I'm probably missing something obvious and you guys on Glass / Prism / Quantum can help set me straight. I was thinking tonight of a different way of initiating pulse events that would, I think, completely smooth out the pulses such that we don't end up with "drift" due to the timer being at a different rate than the GPU.

Suppose we have two variables in the system (and for simplicity lets talk about a single Scene, because one problem I think this idea has is with multiple scenes and I want to discuss that separately after the core mechanism is understood):

	- boolean pendingPulse
	- int runningAnimationCounter

Whenever an animation starts, the runningAnimationCounter is incremented. When an animation ends, it is decremented (or it could be a Set<Animation> or whatever). The pendingPulse is simply false to start with, and is checked before we submit another pulse. Whenever a node in the scene graph becomes dirty, or the scene is resized, or stylesheets are changed, or in any case something happens that requires us to draw again, we check this flag and fire a new pulse if one is not already pending.
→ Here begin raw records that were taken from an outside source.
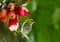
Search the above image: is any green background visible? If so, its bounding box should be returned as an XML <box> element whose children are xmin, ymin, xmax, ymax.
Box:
<box><xmin>0</xmin><ymin>0</ymin><xmax>60</xmax><ymax>42</ymax></box>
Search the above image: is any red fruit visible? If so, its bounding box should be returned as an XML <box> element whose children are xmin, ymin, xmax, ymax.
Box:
<box><xmin>1</xmin><ymin>17</ymin><xmax>7</xmax><ymax>23</ymax></box>
<box><xmin>8</xmin><ymin>17</ymin><xmax>19</xmax><ymax>32</ymax></box>
<box><xmin>15</xmin><ymin>6</ymin><xmax>29</xmax><ymax>17</ymax></box>
<box><xmin>0</xmin><ymin>9</ymin><xmax>8</xmax><ymax>23</ymax></box>
<box><xmin>7</xmin><ymin>3</ymin><xmax>15</xmax><ymax>10</ymax></box>
<box><xmin>8</xmin><ymin>11</ymin><xmax>17</xmax><ymax>19</ymax></box>
<box><xmin>1</xmin><ymin>9</ymin><xmax>8</xmax><ymax>17</ymax></box>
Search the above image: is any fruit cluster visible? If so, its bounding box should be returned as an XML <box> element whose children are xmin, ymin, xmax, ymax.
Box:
<box><xmin>0</xmin><ymin>2</ymin><xmax>29</xmax><ymax>31</ymax></box>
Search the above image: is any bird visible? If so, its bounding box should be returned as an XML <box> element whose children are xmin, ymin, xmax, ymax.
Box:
<box><xmin>20</xmin><ymin>19</ymin><xmax>34</xmax><ymax>40</ymax></box>
<box><xmin>0</xmin><ymin>0</ymin><xmax>8</xmax><ymax>10</ymax></box>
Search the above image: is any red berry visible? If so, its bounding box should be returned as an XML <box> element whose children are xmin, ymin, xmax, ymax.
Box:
<box><xmin>15</xmin><ymin>6</ymin><xmax>29</xmax><ymax>17</ymax></box>
<box><xmin>8</xmin><ymin>11</ymin><xmax>17</xmax><ymax>19</ymax></box>
<box><xmin>8</xmin><ymin>17</ymin><xmax>19</xmax><ymax>32</ymax></box>
<box><xmin>7</xmin><ymin>3</ymin><xmax>15</xmax><ymax>10</ymax></box>
<box><xmin>0</xmin><ymin>9</ymin><xmax>8</xmax><ymax>23</ymax></box>
<box><xmin>1</xmin><ymin>9</ymin><xmax>8</xmax><ymax>17</ymax></box>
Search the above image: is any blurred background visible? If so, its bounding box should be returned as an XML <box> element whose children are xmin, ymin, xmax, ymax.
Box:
<box><xmin>0</xmin><ymin>0</ymin><xmax>60</xmax><ymax>42</ymax></box>
<box><xmin>24</xmin><ymin>0</ymin><xmax>60</xmax><ymax>42</ymax></box>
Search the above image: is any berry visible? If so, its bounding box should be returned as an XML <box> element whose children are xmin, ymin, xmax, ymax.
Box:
<box><xmin>7</xmin><ymin>3</ymin><xmax>15</xmax><ymax>10</ymax></box>
<box><xmin>15</xmin><ymin>6</ymin><xmax>29</xmax><ymax>17</ymax></box>
<box><xmin>1</xmin><ymin>9</ymin><xmax>8</xmax><ymax>17</ymax></box>
<box><xmin>8</xmin><ymin>11</ymin><xmax>17</xmax><ymax>19</ymax></box>
<box><xmin>8</xmin><ymin>17</ymin><xmax>19</xmax><ymax>32</ymax></box>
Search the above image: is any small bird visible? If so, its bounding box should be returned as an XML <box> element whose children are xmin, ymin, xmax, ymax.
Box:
<box><xmin>0</xmin><ymin>0</ymin><xmax>8</xmax><ymax>10</ymax></box>
<box><xmin>21</xmin><ymin>19</ymin><xmax>34</xmax><ymax>40</ymax></box>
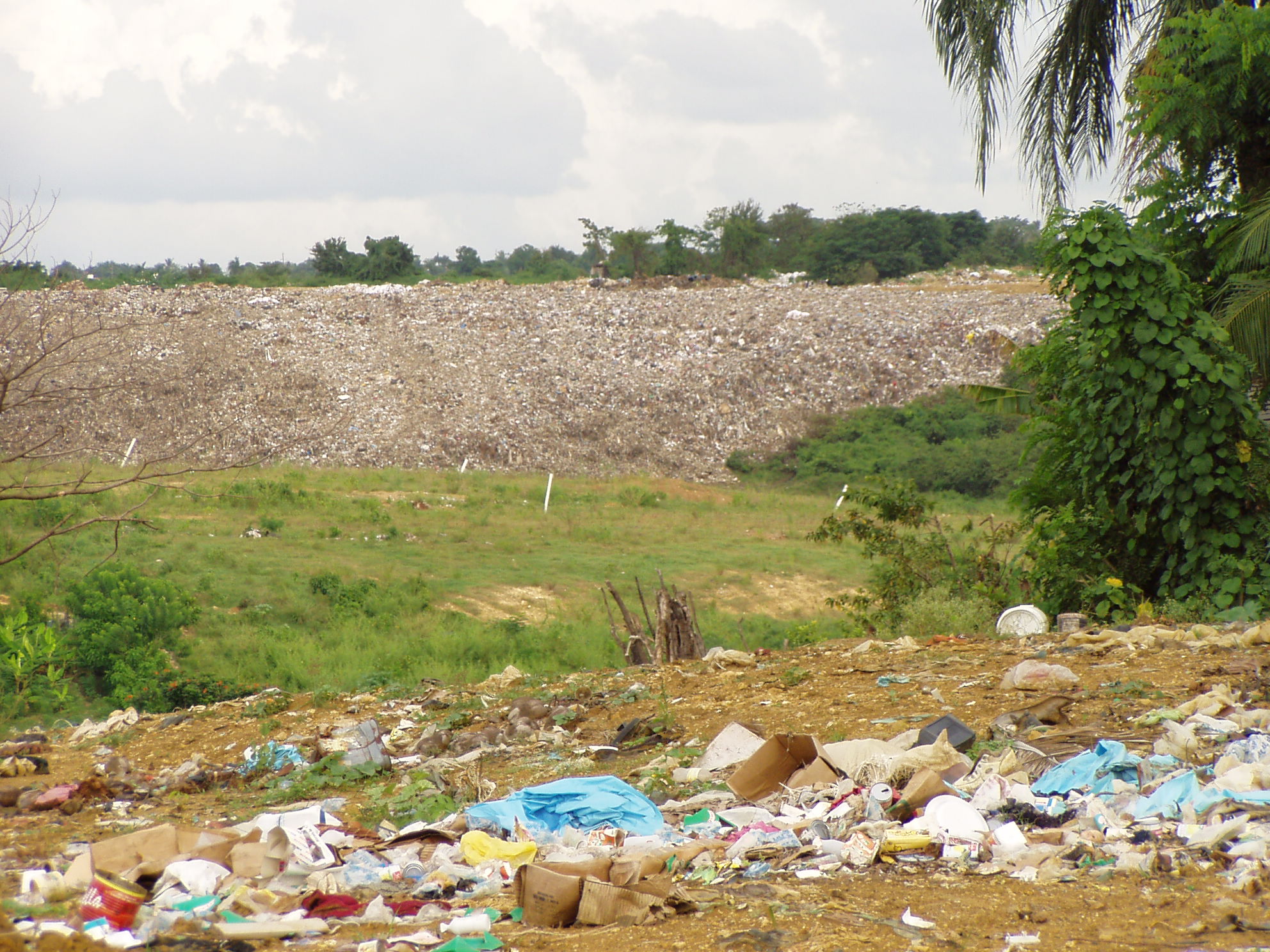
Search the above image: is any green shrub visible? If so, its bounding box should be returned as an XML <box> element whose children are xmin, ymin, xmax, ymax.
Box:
<box><xmin>0</xmin><ymin>608</ymin><xmax>71</xmax><ymax>716</ymax></box>
<box><xmin>808</xmin><ymin>480</ymin><xmax>1021</xmax><ymax>628</ymax></box>
<box><xmin>727</xmin><ymin>390</ymin><xmax>1026</xmax><ymax>499</ymax></box>
<box><xmin>1020</xmin><ymin>205</ymin><xmax>1270</xmax><ymax>612</ymax></box>
<box><xmin>309</xmin><ymin>573</ymin><xmax>378</xmax><ymax>614</ymax></box>
<box><xmin>67</xmin><ymin>565</ymin><xmax>199</xmax><ymax>686</ymax></box>
<box><xmin>899</xmin><ymin>585</ymin><xmax>997</xmax><ymax>639</ymax></box>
When a pulse occurs, we process animations first, then CSS, then layout, then validate all the bounds, and *then we block* until the rendering thread is available for synchronization. I believe this is what we are doing today (it was a change Steve and I looked at with Jasper a couple months ago IIRC).

But now for the new part. Immediately after synchronization, we check the runningAnimationCounter. If it is > 0, then we fire off a new pulse and leave the pendingPulse flag set to true. If runningAnimationCounter == 0, then we flip pendingPulse to false. Other than the pick that always happens at the end of the pulse, we do nothing else new and, if the pick didn't cause state to change, we are now quiescent.
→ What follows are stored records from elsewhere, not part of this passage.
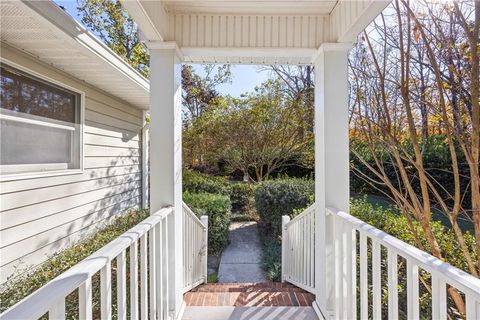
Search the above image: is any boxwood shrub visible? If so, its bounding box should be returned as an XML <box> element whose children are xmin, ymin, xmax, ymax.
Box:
<box><xmin>230</xmin><ymin>182</ymin><xmax>255</xmax><ymax>211</ymax></box>
<box><xmin>183</xmin><ymin>170</ymin><xmax>232</xmax><ymax>196</ymax></box>
<box><xmin>183</xmin><ymin>191</ymin><xmax>232</xmax><ymax>255</ymax></box>
<box><xmin>255</xmin><ymin>178</ymin><xmax>315</xmax><ymax>234</ymax></box>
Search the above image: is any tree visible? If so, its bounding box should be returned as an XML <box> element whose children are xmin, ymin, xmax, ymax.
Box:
<box><xmin>77</xmin><ymin>0</ymin><xmax>149</xmax><ymax>76</ymax></box>
<box><xmin>182</xmin><ymin>65</ymin><xmax>232</xmax><ymax>170</ymax></box>
<box><xmin>205</xmin><ymin>80</ymin><xmax>313</xmax><ymax>182</ymax></box>
<box><xmin>350</xmin><ymin>0</ymin><xmax>480</xmax><ymax>314</ymax></box>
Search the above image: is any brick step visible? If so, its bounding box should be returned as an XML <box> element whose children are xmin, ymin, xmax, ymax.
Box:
<box><xmin>192</xmin><ymin>282</ymin><xmax>303</xmax><ymax>292</ymax></box>
<box><xmin>184</xmin><ymin>283</ymin><xmax>314</xmax><ymax>307</ymax></box>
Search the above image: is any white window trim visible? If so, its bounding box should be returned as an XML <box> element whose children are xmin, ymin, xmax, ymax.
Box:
<box><xmin>0</xmin><ymin>57</ymin><xmax>85</xmax><ymax>182</ymax></box>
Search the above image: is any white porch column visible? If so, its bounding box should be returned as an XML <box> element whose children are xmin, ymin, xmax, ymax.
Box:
<box><xmin>315</xmin><ymin>43</ymin><xmax>351</xmax><ymax>318</ymax></box>
<box><xmin>149</xmin><ymin>44</ymin><xmax>183</xmax><ymax>319</ymax></box>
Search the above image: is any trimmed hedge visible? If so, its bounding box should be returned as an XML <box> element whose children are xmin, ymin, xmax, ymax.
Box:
<box><xmin>255</xmin><ymin>178</ymin><xmax>315</xmax><ymax>235</ymax></box>
<box><xmin>183</xmin><ymin>191</ymin><xmax>232</xmax><ymax>255</ymax></box>
<box><xmin>183</xmin><ymin>170</ymin><xmax>232</xmax><ymax>196</ymax></box>
<box><xmin>230</xmin><ymin>182</ymin><xmax>254</xmax><ymax>211</ymax></box>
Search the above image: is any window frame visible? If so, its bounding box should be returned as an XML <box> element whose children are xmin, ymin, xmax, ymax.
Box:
<box><xmin>0</xmin><ymin>57</ymin><xmax>85</xmax><ymax>182</ymax></box>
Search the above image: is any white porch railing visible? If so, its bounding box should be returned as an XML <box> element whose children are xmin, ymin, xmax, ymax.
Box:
<box><xmin>282</xmin><ymin>205</ymin><xmax>315</xmax><ymax>293</ymax></box>
<box><xmin>282</xmin><ymin>206</ymin><xmax>480</xmax><ymax>320</ymax></box>
<box><xmin>327</xmin><ymin>209</ymin><xmax>480</xmax><ymax>320</ymax></box>
<box><xmin>183</xmin><ymin>203</ymin><xmax>208</xmax><ymax>292</ymax></box>
<box><xmin>0</xmin><ymin>207</ymin><xmax>173</xmax><ymax>320</ymax></box>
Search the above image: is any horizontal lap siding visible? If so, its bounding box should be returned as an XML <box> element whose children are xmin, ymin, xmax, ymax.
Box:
<box><xmin>0</xmin><ymin>53</ymin><xmax>142</xmax><ymax>283</ymax></box>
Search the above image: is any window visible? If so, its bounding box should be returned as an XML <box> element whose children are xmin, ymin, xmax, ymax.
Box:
<box><xmin>0</xmin><ymin>64</ymin><xmax>82</xmax><ymax>175</ymax></box>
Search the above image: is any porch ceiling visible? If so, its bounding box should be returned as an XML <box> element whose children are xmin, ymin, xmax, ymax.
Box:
<box><xmin>0</xmin><ymin>0</ymin><xmax>149</xmax><ymax>109</ymax></box>
<box><xmin>121</xmin><ymin>0</ymin><xmax>390</xmax><ymax>64</ymax></box>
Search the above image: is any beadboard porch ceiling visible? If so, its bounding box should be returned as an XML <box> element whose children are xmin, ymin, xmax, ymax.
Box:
<box><xmin>121</xmin><ymin>0</ymin><xmax>390</xmax><ymax>64</ymax></box>
<box><xmin>0</xmin><ymin>0</ymin><xmax>149</xmax><ymax>110</ymax></box>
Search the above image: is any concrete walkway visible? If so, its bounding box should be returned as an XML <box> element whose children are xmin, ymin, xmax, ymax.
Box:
<box><xmin>218</xmin><ymin>221</ymin><xmax>267</xmax><ymax>283</ymax></box>
<box><xmin>182</xmin><ymin>307</ymin><xmax>318</xmax><ymax>320</ymax></box>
Meanwhile, the render thread has run off doing its thing. The last step of rendering is the present, where we will block until the thing is presented, which, when we return, would put us *immediately* at the start of the next 16.66ms cycle. Since the render thread has just completed its duties, it goes back to waiting until the FX thread comes around asking to sync up again.
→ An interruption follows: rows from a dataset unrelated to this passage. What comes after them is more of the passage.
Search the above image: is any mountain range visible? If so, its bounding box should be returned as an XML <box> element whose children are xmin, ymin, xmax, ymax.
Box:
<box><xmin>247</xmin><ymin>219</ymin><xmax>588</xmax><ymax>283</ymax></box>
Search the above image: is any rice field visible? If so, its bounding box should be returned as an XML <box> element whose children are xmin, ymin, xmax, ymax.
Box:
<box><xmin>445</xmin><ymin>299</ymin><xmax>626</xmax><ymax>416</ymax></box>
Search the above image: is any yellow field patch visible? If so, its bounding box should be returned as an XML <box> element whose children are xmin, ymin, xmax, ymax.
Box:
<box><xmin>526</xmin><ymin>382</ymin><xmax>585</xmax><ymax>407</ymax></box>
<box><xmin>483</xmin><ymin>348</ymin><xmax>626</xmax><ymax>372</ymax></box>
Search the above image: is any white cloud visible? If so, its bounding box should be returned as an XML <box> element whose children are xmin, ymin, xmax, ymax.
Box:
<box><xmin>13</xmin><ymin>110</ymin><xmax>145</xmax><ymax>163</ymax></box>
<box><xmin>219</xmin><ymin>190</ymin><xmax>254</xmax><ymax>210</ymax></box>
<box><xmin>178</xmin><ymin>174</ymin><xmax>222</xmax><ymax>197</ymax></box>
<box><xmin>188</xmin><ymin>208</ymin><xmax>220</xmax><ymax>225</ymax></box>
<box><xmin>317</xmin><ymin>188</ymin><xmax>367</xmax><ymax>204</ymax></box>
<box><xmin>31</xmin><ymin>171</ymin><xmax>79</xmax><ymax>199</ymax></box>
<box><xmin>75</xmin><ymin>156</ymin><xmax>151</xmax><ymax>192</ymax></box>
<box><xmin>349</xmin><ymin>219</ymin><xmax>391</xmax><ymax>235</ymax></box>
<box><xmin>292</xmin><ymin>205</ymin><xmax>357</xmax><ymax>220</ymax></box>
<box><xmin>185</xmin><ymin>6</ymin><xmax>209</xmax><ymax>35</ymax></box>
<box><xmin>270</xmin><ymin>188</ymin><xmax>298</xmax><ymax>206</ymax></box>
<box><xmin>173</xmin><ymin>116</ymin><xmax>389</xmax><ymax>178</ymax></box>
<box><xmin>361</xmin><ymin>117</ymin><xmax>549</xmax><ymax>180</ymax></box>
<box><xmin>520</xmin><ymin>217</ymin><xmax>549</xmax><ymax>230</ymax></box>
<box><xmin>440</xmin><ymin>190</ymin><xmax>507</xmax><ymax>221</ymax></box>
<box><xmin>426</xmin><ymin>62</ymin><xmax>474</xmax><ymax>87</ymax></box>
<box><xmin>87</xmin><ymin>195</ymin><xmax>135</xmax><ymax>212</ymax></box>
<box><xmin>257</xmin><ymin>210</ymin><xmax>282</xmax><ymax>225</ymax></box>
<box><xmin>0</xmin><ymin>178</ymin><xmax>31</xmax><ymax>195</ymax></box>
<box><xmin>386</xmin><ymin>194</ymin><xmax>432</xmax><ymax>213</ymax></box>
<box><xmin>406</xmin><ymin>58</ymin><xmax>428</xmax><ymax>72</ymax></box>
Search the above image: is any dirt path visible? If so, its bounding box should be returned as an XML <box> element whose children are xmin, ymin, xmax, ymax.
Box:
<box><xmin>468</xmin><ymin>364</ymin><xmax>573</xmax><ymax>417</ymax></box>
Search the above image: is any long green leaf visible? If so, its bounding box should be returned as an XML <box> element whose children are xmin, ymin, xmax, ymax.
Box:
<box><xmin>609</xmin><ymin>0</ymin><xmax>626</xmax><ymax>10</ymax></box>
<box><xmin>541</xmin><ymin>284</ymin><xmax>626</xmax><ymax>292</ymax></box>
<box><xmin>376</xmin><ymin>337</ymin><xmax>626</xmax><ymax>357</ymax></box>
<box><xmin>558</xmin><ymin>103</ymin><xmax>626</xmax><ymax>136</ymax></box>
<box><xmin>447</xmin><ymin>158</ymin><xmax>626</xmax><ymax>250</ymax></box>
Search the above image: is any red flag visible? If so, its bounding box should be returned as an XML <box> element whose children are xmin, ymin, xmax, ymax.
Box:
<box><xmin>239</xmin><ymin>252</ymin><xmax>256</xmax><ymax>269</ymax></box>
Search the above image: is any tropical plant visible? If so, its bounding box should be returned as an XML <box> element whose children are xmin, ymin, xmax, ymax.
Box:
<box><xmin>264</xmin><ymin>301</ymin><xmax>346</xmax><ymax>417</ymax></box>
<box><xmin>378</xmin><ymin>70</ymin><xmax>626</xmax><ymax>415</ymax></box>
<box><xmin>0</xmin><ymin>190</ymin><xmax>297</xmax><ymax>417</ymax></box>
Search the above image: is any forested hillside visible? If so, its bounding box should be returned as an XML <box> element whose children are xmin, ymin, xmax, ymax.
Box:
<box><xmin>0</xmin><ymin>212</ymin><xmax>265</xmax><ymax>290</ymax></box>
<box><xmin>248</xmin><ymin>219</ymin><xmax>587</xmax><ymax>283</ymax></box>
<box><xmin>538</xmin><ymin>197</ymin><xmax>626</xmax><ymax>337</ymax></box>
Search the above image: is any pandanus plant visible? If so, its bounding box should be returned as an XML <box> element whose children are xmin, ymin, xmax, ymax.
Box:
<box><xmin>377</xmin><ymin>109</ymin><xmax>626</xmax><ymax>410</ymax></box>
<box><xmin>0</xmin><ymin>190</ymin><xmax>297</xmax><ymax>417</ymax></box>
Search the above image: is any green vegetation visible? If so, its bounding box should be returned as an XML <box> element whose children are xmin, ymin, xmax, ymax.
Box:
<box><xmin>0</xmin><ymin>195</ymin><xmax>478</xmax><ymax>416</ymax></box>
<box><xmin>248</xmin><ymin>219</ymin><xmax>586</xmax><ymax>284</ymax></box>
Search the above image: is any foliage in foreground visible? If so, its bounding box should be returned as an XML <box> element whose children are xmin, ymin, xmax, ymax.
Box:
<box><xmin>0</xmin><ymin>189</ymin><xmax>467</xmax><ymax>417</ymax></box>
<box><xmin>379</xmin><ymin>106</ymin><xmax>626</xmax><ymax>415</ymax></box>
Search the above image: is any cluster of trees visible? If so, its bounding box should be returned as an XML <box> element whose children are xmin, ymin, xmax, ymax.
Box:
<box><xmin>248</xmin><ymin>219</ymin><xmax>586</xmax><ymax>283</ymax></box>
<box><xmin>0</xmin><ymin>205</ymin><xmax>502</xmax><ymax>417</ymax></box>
If there is an animation going on such that a new pulse had been fired immediately after synchronization, then that new pulse would have been handled while the previous frame was being rendered. Most likely, by the time the render thread completes presenting and comes back to check with the FX thread, it will find that the FX thread is already waiting for it with the next frames data. It will synchronize immediately and then carry on rendering another frame.

I think the way this would behave is that, when an animation is first played, you will get two pulses close to each other. The first pulse will do its business and then synchronize and then immediately fire off another pulse. That next pulse will then also get processed and then the FX thread will block until the previous frame finishes rendering. During this time, additional events (either application generated via runLater calls happening on background threads, or from OS events) will get queued up. Between pulse #2 and pulse #3 then a bunch of other events will get processed, essentially playing catch-up. My guess is that this won't be a problem but you might see a hiccup at the start of a new animation if the event queue is too full and it can't process all that stuff in 16ms (because at this point we're really multi-theaded between the FX and render threads and have nearly 16ms for each thread to do their business, instead of only 8ms which is what you'd have in a single threaded system).

Another question I have is around resize events and how those work. If they also come in to glass on the FX thread (but at a higher priority than user events like a pulse or other input events?) then what will happen is that we will get a resize event and process a half-a-pulse (or maybe a whole pulse? animations+css+layout or just css+layout?) and then render, pretty much just as fast as we can.

As for multiple scenes, I'm actually curious how this happens today. If I have 2 scenes, and we have just a single render thread servicing both, then when I go to present, it blocks? Or is there a non-blocking present method that we use instead? Because if we block, then having 2 scenes would cut you down to 30fps maximum, wouldn't it? If we are non-blocking today (is that possible?) then the only way this proposed solution would work is if there was a different render thread per stage (which actually is something I think we ought to be doing anyway?).

Thanks
Richard